Why pop culture is obsessed with being trapped From liminal spaces to haunted houses and cursed towns
"I think I'm gonna die in this house," sings Charli XCX on the soundtrack of Wuthering Heights. It could just as easily serve as the unofficial motto of contemporary pop culture, and perhaps of our generation as well. Over the past few years, films, TV series, books, and music have all seemed to revolve around the same image: the trap. Houses no one can leave. Towns that refuse to let their residents go. Relationships that feel like life sentences. Endless liminal spaces with neither an entrance nor an exit. The settings may differ, but the underlying message remains the same: the protagonists, and, by extension, we ourselves, are trapped.
The horror of feeling stuck
This isn't a coincidence. Art rarely invents new fears; instead, it transforms the anxieties that already exist within a society into stories. If contemporary media keeps returning to characters imprisoned in parallel realities or impossible landscapes, it's because that feeling has already become deeply familiar. Millennials and Gen Z grew up believing they could become anything they wanted. Instead, many have found themselves facing a reality in which simply imagining the future feels far more difficult than expected. Our nightmares have changed accordingly. They no longer chase us, they immobilize us. They hold us in place. And if art has always functioned as both emotional release and cultural reflection, what better way to confront this collective anxiety than by turning it into stories?
Horror as a mirror of collective anxiety
Horror has always been one of our most effective ways of processing pain and uncertainty. The monsters we encounter on screen or between the pages of a novel rarely exist for their own sake. They are metaphors. Demonic possessions, like those in The Exorcist, embody the fear of losing control. Ghosts represent the weight of a past we cannot let go of. Monsters often symbolize the terrifying possibility that everything we've built could ultimately destroy us. The monster changes. The fear remains.
Why From and Widow's Bay feel so familiar
Recent series like From and Widow's Bay fit perfectly within this framework. In both stories, the protagonists are physically unable to leave the places where they find themselves. In From, a group of strangers becomes stranded in a mysterious town deep within the forests of northern America, isolated from civilization while shape-shifting creatures hunt them every night. In Widow's Bay, the characters are trapped on an island, caught inside a seemingly inescapable mechanism. In both narratives, escaping becomes the characters' only purpose. Every clue promises freedom, every revelation suggests a possible solution. Yet the trap is never purely geographical. Each character carries deep emotional scars, and the places imprisoning them gradually reveal themselves as metaphors for their own unresolved conflicts. Again and again, they are people paralyzed by indecision, unable to move forward whenever life confronts them with a crossroads.

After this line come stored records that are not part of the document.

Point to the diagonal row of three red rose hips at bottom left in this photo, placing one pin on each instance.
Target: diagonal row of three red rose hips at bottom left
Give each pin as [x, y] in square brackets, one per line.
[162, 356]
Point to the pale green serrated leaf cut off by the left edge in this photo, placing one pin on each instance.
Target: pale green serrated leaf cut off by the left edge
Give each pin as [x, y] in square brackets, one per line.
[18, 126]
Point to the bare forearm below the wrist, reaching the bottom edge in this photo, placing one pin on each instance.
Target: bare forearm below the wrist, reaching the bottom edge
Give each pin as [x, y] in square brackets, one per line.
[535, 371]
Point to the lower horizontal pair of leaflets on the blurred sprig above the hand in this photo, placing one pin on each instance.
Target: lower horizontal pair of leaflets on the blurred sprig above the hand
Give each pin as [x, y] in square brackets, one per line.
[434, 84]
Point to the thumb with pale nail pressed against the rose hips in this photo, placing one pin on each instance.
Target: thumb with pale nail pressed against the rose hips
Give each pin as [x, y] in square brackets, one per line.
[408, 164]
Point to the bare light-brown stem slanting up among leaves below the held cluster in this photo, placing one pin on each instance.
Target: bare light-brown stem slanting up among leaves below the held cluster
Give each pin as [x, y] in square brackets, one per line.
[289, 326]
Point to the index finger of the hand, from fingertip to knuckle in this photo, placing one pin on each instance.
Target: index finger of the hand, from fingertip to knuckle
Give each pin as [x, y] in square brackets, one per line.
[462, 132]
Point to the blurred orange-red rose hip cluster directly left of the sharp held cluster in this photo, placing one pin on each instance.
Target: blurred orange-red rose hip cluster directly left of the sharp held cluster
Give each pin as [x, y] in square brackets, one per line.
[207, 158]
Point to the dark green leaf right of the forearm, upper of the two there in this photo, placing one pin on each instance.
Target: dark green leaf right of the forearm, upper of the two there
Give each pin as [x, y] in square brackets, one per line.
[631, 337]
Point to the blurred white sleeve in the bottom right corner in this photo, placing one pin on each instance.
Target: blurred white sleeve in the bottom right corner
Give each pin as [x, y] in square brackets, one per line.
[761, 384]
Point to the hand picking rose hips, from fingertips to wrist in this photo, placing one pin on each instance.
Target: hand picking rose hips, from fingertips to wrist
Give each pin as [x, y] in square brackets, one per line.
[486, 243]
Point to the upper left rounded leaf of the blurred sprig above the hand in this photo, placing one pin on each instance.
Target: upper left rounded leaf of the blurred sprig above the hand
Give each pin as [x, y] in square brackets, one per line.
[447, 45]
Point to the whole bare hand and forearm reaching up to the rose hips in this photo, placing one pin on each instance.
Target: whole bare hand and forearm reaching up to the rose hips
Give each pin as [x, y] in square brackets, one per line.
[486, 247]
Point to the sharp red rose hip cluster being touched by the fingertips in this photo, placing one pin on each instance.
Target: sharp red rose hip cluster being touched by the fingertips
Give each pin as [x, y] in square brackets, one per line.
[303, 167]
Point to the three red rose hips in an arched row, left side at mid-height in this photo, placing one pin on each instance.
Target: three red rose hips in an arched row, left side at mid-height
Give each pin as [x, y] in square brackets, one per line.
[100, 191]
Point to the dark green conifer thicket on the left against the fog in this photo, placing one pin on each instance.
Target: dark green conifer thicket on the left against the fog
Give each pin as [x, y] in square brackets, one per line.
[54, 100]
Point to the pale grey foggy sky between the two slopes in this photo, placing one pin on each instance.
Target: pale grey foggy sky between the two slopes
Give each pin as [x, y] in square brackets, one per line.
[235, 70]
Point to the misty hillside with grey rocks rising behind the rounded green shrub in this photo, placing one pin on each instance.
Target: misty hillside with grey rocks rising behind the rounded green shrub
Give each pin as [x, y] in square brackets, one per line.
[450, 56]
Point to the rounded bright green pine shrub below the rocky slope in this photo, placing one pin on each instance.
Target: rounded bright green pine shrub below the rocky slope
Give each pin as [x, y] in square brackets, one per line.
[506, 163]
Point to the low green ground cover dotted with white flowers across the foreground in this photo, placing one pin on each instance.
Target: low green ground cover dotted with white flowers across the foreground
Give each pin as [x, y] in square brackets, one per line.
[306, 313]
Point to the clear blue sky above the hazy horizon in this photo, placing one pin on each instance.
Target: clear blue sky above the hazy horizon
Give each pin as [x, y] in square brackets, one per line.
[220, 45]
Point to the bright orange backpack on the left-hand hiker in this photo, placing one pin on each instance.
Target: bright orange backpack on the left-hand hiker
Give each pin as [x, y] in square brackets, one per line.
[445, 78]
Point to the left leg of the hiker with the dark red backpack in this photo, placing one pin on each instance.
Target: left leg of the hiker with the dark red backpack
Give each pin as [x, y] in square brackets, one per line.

The Backrooms and the rise of liminal horror
The same idea drives The Backrooms, the indie film directed by an exceptionally young Gen Z filmmaker. Here, the characters wander through an infinite maze of deserted office corridors and endless yellow rooms where time itself appears frozen. Inspired by the early-2000s creepypasta phenomenon, The Backrooms expands an online mythos built around a devastating premise: choice is ultimately meaningless. Every hallway looks the same. Every turn leads to another identical room. Every attempt at escape ends exactly where it began.
The trap didn't begin with horror
Yet the idea of entrapment is hardly exclusive to horror, nor is it particularly new. Long before liminal spaces became an internet obsession, Heathcliff and Catherine were already prisoners in Wuthering Heights. They were trapped by their home, by social class, by resentment, and by a love so destructive that it became impossible to escape. Their story contains no literal labyrinth, although the Yorkshire moors often feel like one, but every character appears doomed to repeat the same mistakes, as though the past itself were a prison for which no one possesses the key.
Why today's fear is different
For decades, mainstream culture was dominated by stories about failure. The greatest fear was not reaching the destination society had promised us: failing to find the right job, build a successful career, or fulfill our potential. Today's anxiety feels fundamentally different. Now, the fear comes before failure itself. We are no longer terrified of choosing the wrong path. We are terrified of discovering there isn't one. Of remaining in a job that no longer reflects who we are, but that we cannot afford to leave. Of living in a city we've outgrown but cannot escape. Of staying inside a relationship hollowed out by time because loneliness feels even more frightening.
The real nightmare of our generation
Viewed through this lens, time loops, liminal spaces, cursed labyrinths, and impossible towns become powerful metaphors for contemporary generational anxiety. Disillusioned by bleak political, economic, and social realities, we no longer fear taking the wrong road. Even the wrong road leads somewhere. What truly frightens us is reaching a dead end. That may explain why so much contemporary pop culture keeps imagining impossible houses, endless hallways, cursed villages, and inescapable worlds. The greatest horror of our time isn't death. It's the possibility that nothing will ever change.